"Mean Girl" Tina Fey paid me nothing for hit franchise, says author

Mar 20, 2023 19:17



* Rosalind Wiseman is the author of “Queen Bees & Wannabes", a non-fiction guide for parents of girls, which describes female high school social cliques & school bullying.

* Tina Fey read the book in 2002 & suggested to SNL producer Lorne Michaels that it could be turned into a film. At Michaels' suggestion, Paramount Pictures purchased the rights to the book. Wiseman was paid about $400,000.00 for the film rights.

* Tina Fey wrote the screenplay and created the characters and plot, partially based on her own high school experiences. Lorne Michaels produced the film.

* In addition to the original 2004 film, which grossed $130 million worldwide on a $17 million budget, there have been a made-for-tv sequel movie, a stage musical, a novelization & a cookbook, an iOS game, a comic book, and a variety of products inspired by "Mean Girls". Work has also begun on a new film based on the musical.

* Wiseman says, "I think it’s fair for me to be able to get compensated in some way for the work that has changed our culture and changed the zeitgeist".




* She says that she chose to work with Fey above multiple other film offers. “It was very much a ‘we’re doing this together’ kind of experience... We created this thing, Tina took my words, she did an extraordinary job with it... I’m clearly recognized and acknowledged by Tina as the source material, the inspiration. I’m recognized and yet I deserve nothing?”

* In signing her original contract, Wiseman signed away in perpetuity all rights to original motion pictures and derivative works, including musicals and TV projects - although she said there was no discussion of any other projects at the time.

* Wiseman acknowledges that she signed away her rights, but feels that the film has generated so much money that she deserves more compensation.

“Just because you can doesn’t make it right... Yes, I had a terrible contract, terrible, but the movie has made so much money..."

* Her original contract included net profit points: extra cash dependent on how well the movie fares at the box office. Wiseman says that Paramount insists it has made no net profits from “Mean Girls”. Wiseman’s lawyers now want to audit Paramount’s books.

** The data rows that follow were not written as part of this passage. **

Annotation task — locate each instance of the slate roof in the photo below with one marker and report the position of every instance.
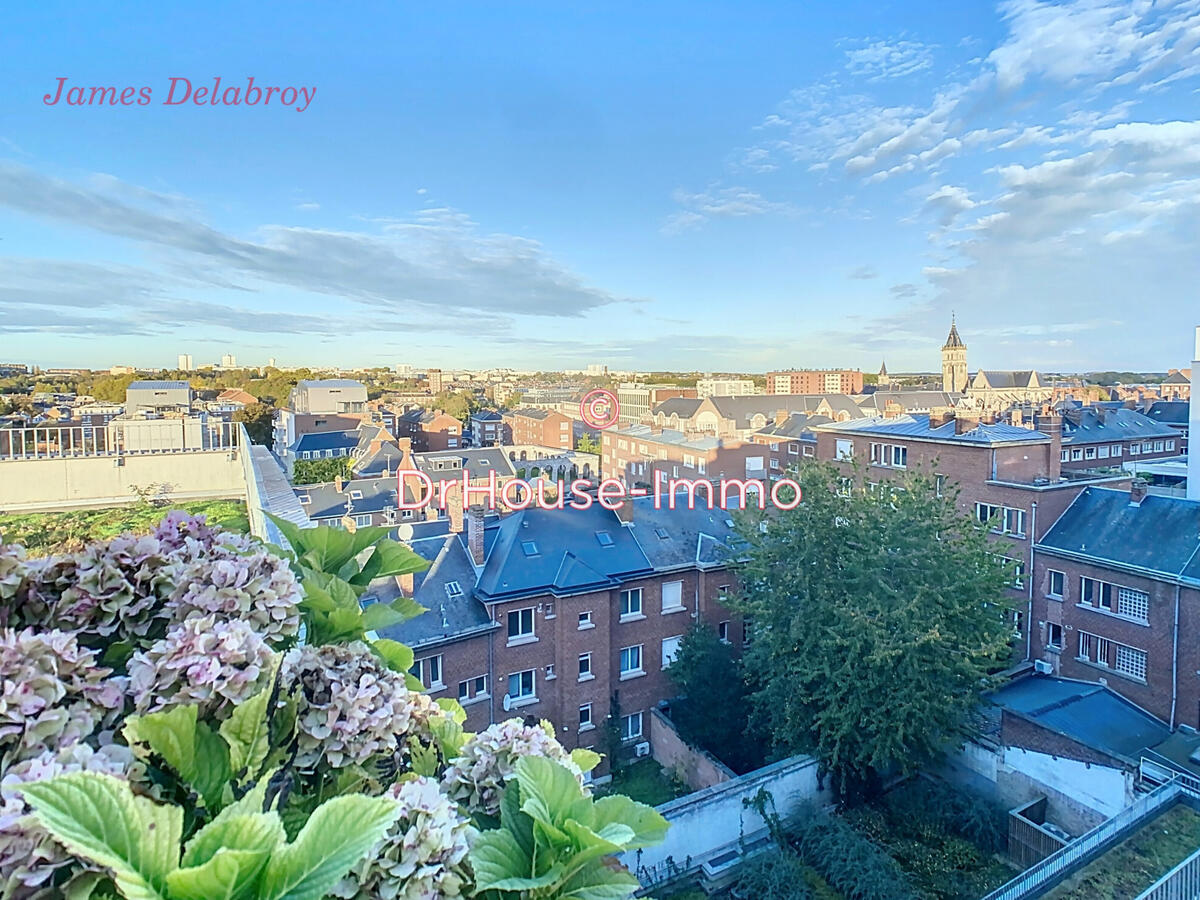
(1089, 713)
(1011, 379)
(327, 441)
(916, 425)
(683, 407)
(743, 409)
(909, 400)
(1161, 535)
(157, 385)
(1169, 412)
(667, 436)
(455, 613)
(798, 426)
(567, 556)
(388, 456)
(329, 383)
(696, 537)
(953, 339)
(1092, 425)
(477, 461)
(325, 502)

* Wiseman says that a theater producer contacted her decades ago about making a “Mean Girls” musical, but Fey & Paramount told her she had no right to proceed. When the Mean Girls musical opened in 2018, Wiseman's name was mentioned in the program, and Fey gave interviews naming her as the inspiration and source, but Wiseman received no additional money.



* Wiseman says "I did a workshop with the cast and the crew about bullying because they were going to get inundated with kids who were talking to them about their stories... I gave Tina so many notes as I knew high schools are going to use “Mean Girls” for their school musicals and I thought we were working towards this education program... They never compensated me for the training I did for the cast and the crew".

* Wiseman was invited to a party for the Broadway premier in 2018 and was upset when she realized how many Paramount execs had no idea who she was, and that the cost of the lavish party was probably more than she had been paid. “I realized that night that nothing was going to happen with the educational program and that made me really angry. That’s when I reached out to my lawyers and they pushed Paramount and said, ‘How can you be doing this to her?'”

* Wiseman says that it took years for her to come forward because "I was so focused on me not whining or trying to trash Tina... that’s just not who I am and it’s almost disrespectful to the content of what we were doing... I believe really strongly when you’re in a position of power and privilege that you have a responsibility to share that to create equity.” She feels that Fey's public statements about women supporting other women are hypocritical because Fey has not reached out to help her.